As so many of us had hoped, the warmth of the winter paid fishy dividends this weekend when the striped bass season officially opened and some lucky anglers got to toss fresh fish on ice.
Some slightly less lucky anglers had held big, fat stripers in their hands 24 hours earlier but had to toss them back to the sea and hope they would bite again the next day. I guess we’re all lucky any year that we can even feel there is a reason to get out of bed to throw a cast on April 15.
Water temperatures are a solid six to eight degrees warmer than they were at this time last year and the bursting of life in local waters has to be at least two or three weeks ahead of normal. There were fish to be had on Sunday for those who poked around a bit. With the ocean muddied up early in the week, most of the stripers caught on opening day came from the bays or north-facing shores.
What would a warm spring be without an oddball catch? This year’s comes from the Shinnecock Canal where an angler hoping to pick up a striper or weakfish instead found himself tussling with what looked like a salmon. According to the guys at East End Bait & Tackle, it was an Atlantic salmon about eight pounds. It’s not unheard of that a salmon would wander into our waters, but he was definitely lost.
When the wind switches back to the north mid-week the ocean surf should start to produce a few fish again. There are alewives still trying to get into the cuts at Georgica and Sagg Pond.
The samplings from commercial nets are showing that all the players are in the mix now. Striped bass, weakfish, fluke, porgies, bunker, squid and even (Beetlejuice, Beetlejuice, Beetlejuice) a few bluefish. It seems the general warmer-than-average weather is going to continue for at least the next few weeks so there’s no reason to think that things won’t just proceed to improve as though it were early to mid May. The party boats off the New York Bite are already hammering big stripers in huge schools, whether that means they’ve already been up the river to spawn and come back down or they’re still on their way north will probably dictate how good it gets how quickly.
Don’t forget, the East End Sportsmen’s Alliance outdoor sporting expo is this weekend in Amagansett. Please come down to the Amagansett Fire Station some time on Saturday between 10 a.m. and 3 p.m. and have a look around, there’s a great lineup of participants.
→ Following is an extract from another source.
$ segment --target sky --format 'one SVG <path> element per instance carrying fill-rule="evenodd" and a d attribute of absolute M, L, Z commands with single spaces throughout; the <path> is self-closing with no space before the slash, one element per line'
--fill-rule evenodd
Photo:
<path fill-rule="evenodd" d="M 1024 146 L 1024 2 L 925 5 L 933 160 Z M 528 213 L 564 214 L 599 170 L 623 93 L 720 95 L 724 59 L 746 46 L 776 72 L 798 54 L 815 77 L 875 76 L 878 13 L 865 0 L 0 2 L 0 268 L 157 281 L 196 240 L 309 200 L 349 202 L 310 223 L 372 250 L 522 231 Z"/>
Catch ‘em up. See you out there.
Youth Turkey Hunting
Young hunters and unarmed adult companions may hunt for wild turkey in Suffolk County this weekend. Hunting is open to hunters between the ages of 12 and 15 who hold a junior hunting license and turkey permit and are accompanied by an adult also possessing a valid turkey permit and license. Hunters may take one male bird per day with either a shotgun or bow and arrow.
Hunting hours are from one half hour before sunrise until noon, both days.